Yes, Karma Chapter has some remarkably profound Buddhist themes. But at the same time, Tezuka is intensely critical of the Japanese state’s adoption of Buddhism as an instrument of nationalism. The story is set during the Nara period and the conscript-driven construction of the Tôdai-ji Daibutsu, which was built in order to bolster the legitimacy of the Japanese state in the wake of a bad season of drought. Tezuka uses this backdrop as an illustration of a broader hubris and grasping after glory – and the parallels with the dangerous uses of religion during the imperialist era are subtle but clear. For Tezuka (and thus also Rintarô in this animated adaptation), the Daibutsu serves as a physical manifestation of the soul-killing appropriation of religion by political forces. However, even here, there are layers of meaning to be unfurled. Insofar as it is a representation of Buddha, it also weeps out of compassion for those who built it… which is taken by the conscript workers as a bad omen. Tezuka does not allow his critiques of nationalism to overshadow humane concern for the people who are seduced by it.

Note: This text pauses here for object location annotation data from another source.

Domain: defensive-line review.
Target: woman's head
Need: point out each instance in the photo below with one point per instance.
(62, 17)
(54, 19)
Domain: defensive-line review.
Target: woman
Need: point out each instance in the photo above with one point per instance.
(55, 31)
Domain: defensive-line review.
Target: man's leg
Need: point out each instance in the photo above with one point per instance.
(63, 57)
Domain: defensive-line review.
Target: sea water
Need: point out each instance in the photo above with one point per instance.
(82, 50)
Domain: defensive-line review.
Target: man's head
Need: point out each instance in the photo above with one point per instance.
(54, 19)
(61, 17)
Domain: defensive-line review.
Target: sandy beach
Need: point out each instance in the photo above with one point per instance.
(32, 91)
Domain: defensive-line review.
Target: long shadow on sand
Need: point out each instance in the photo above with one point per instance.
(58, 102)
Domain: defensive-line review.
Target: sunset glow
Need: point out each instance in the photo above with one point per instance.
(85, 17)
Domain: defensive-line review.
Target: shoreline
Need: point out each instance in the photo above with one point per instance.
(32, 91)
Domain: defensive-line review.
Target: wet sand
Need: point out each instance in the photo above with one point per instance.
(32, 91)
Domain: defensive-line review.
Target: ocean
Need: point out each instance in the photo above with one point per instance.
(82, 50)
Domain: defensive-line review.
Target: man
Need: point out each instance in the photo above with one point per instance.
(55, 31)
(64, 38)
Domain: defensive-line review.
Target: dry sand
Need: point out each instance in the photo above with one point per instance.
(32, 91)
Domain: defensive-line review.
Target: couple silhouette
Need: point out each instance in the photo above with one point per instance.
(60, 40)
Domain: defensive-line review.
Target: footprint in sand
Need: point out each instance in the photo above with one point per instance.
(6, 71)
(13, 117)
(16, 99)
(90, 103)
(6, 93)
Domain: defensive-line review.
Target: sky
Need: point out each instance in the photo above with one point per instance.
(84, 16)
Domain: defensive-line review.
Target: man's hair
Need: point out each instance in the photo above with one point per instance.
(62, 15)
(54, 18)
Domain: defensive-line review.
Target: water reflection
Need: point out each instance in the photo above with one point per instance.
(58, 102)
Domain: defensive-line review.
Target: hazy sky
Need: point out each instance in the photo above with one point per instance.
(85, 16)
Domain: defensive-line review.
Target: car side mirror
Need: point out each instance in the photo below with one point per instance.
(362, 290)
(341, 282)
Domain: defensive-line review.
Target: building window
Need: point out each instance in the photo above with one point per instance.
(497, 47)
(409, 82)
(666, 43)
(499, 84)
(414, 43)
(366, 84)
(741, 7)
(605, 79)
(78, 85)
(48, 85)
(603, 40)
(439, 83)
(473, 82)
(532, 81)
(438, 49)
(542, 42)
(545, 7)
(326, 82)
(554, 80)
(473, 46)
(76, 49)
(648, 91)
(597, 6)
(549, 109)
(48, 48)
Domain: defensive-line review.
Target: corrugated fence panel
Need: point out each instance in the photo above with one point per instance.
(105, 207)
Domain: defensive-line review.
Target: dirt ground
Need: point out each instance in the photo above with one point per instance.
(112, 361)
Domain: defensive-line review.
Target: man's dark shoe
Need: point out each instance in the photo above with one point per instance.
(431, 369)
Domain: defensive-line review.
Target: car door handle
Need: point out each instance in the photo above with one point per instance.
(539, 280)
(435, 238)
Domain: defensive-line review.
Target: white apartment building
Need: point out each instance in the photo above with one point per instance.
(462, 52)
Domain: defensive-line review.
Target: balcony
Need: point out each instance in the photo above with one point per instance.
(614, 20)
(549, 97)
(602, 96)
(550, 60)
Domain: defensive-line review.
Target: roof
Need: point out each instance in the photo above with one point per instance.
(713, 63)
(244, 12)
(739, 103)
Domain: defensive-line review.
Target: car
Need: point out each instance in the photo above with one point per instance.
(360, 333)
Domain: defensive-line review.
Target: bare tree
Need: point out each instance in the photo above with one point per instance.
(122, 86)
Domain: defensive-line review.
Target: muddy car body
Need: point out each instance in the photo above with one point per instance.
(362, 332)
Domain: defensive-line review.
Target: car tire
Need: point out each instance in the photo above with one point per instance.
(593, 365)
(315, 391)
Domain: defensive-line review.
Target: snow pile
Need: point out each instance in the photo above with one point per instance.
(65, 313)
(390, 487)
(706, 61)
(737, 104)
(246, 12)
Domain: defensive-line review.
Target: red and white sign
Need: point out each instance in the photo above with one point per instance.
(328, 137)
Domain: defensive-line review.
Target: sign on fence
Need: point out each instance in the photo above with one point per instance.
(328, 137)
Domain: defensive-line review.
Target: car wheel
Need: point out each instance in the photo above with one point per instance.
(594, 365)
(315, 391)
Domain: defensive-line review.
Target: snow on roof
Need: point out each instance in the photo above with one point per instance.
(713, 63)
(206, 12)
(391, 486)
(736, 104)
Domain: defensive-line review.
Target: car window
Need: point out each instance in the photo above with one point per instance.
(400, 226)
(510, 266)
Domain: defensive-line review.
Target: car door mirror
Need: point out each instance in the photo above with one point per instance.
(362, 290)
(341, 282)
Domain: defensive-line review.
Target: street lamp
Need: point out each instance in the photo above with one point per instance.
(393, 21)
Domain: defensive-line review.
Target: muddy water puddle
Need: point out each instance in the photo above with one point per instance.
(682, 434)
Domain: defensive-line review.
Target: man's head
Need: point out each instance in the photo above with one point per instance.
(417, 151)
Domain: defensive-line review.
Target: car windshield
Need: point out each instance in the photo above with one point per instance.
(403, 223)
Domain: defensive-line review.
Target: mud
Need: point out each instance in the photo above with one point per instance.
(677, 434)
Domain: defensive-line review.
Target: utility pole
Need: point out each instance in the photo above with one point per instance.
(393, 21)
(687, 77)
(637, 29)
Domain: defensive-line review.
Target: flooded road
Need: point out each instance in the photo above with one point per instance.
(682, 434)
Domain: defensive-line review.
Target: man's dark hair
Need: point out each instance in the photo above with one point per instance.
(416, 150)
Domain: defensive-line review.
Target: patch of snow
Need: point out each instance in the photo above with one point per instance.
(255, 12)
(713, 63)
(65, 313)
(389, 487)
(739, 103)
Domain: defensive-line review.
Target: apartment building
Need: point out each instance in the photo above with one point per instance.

The artwork is stunning: the art director for Karma Chapter captures the spirit of Nara wonderfully. The landscapes and vistas of mediæval Japan, both the rural villages and forests and the square-planned cities based on the Tang Chinese style, are intricate and detailed – the forest scenes in particular are rendered in ink-and-watercolour tones that are deliberately reminiscent of a Tang-dynasty Chinese landscape. Rintarô doesn’t quite allow himself the same degree of arthouse-cinema stylisation that makes The Dagger of Kamui now look so dated, but the carefully-subdued deployment of light and shadow and their uses in particular to highlight the movements and paths taken by Gaô and Akanemaru is in the same vein. The soundtrack also features the same blend of synth-pop and traditional Japanese folk instrumentation that were present in Dagger, but – again – in a much more subdued form, suitable to the introspective mood of the piece.

The character designs and set pieces are also all portrayed with a careful eye for period detail. Gaô is clearly based on the same character template as Dr Salta from the Star System. Indeed, the liner notes seem to refer to him as an ancestor of Salta, and the Phœnix herself refers to the fate of his ‘descendants’ in her brief apparition to him. A couple of the other characters, such as the lord who conscripts Akanemaru for the Daibutsu project, may appear familiar to fans of Tezuka’s other work.

The Karma Chapter is a lot more limited in terms of historical and storytelling scope than Phœnix 2772 – but it’s also significantly deeper and leaves a stronger lasting impression. The religious themes and the psychological interplay of the characters in this chapter give it this sense of depth. In addition, one is left with the sense that even in a world that is broken by violence, oppression and war, a world that can produce misshapen souls like Gaô, there is still beauty and value to be found… and likewise that there is the potential for goodness even in the unlikeliest of places. This one’s definitely worth watching, and you can bet I’ll be rewatching it soon.